Muitas noites que passei lendo suas histórias arrepiantes, elas me encheram de pavor, mas eu não conseguia desviar os olhos daquelas malditas páginas. Todos os dias, quando eu acordava, estabelecia minhas linhas, eu tinha um sistema para ter uma infinidade de linhas de uma só vez; maximizar margens de lucro ou alguma besteira.

O peixe começou a crescer ... peculiar ao longo dos anos. Eu pensei que estava apenas aumentando os níveis de mercúrio no rio, causando uma mutação na vida do oceano, uma evolução natural da vida nessa rocha espacial flutuante. Mas então eles começaram a falar. Pelo menos, acho que é isso que eles estavam tentando fazer. Eu tocava um baixo ou peixe azul como meu pai e eu tínhamos feito há muitos anos, apenas para ver suas mandíbulas abertas subindo e descendo como se formulasse algum tipo de padrão de fala.

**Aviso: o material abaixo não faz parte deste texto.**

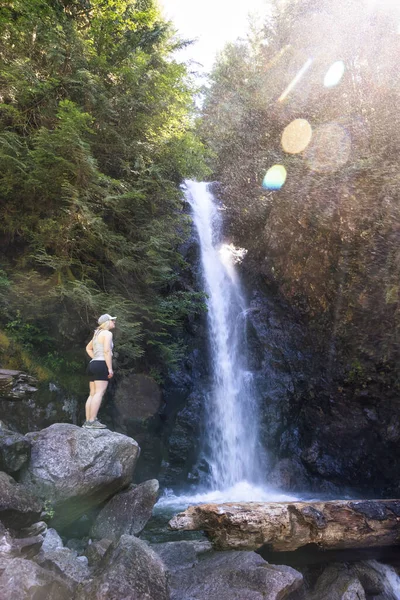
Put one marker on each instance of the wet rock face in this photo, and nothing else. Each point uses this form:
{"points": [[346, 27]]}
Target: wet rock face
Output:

Ficou pior. Eles falam uma linguagem caótica, a ciência da questão não faz sentido, mas não posso deixar de contar o que ouvi naquela época e o que não consigo parar de ouvir agora; como tambores batendo dentro desses animais aquáticos, falando ritmicamente comigo. Ele me pega em transe toda vez que é ouvido e leva toda a minha força de vontade para se libertar.

Quando as coisas estavam em seu pior estado, eu assumi que teria sido levado às profundezas pelas canções de sirene dessas criaturas sujas. Não posso mais chamá-los de peixe, eles olham, falam, ficam dentro da minha cabeça. Essa música continua extasiada, tentei inúmeras vezes resistir às chamadas e abrir caminho para a terra, inúmeras vezes em que falhei.

Eu posso ouvir as vozes estrondosas dessas coisas embaixo do meu barco agora, elas me cercaram. Eu sabia que era questão de tempo que me tornaria um com a terra. Eu não esperava que fosse tão cedo.

Agora estou no convés, vejo as criaturas por toda parte, suas cabecinhas balançando na água, aquele inferno rítmico ainda batendo forte. Aquela música de sirene me dizendo para entrar, me tornar um com a terra. A parte mais peculiar de tudo isso é que consigo ouvir a voz do meu pai.

Eu acho que Lovecraft estava interessado em alguma coisa.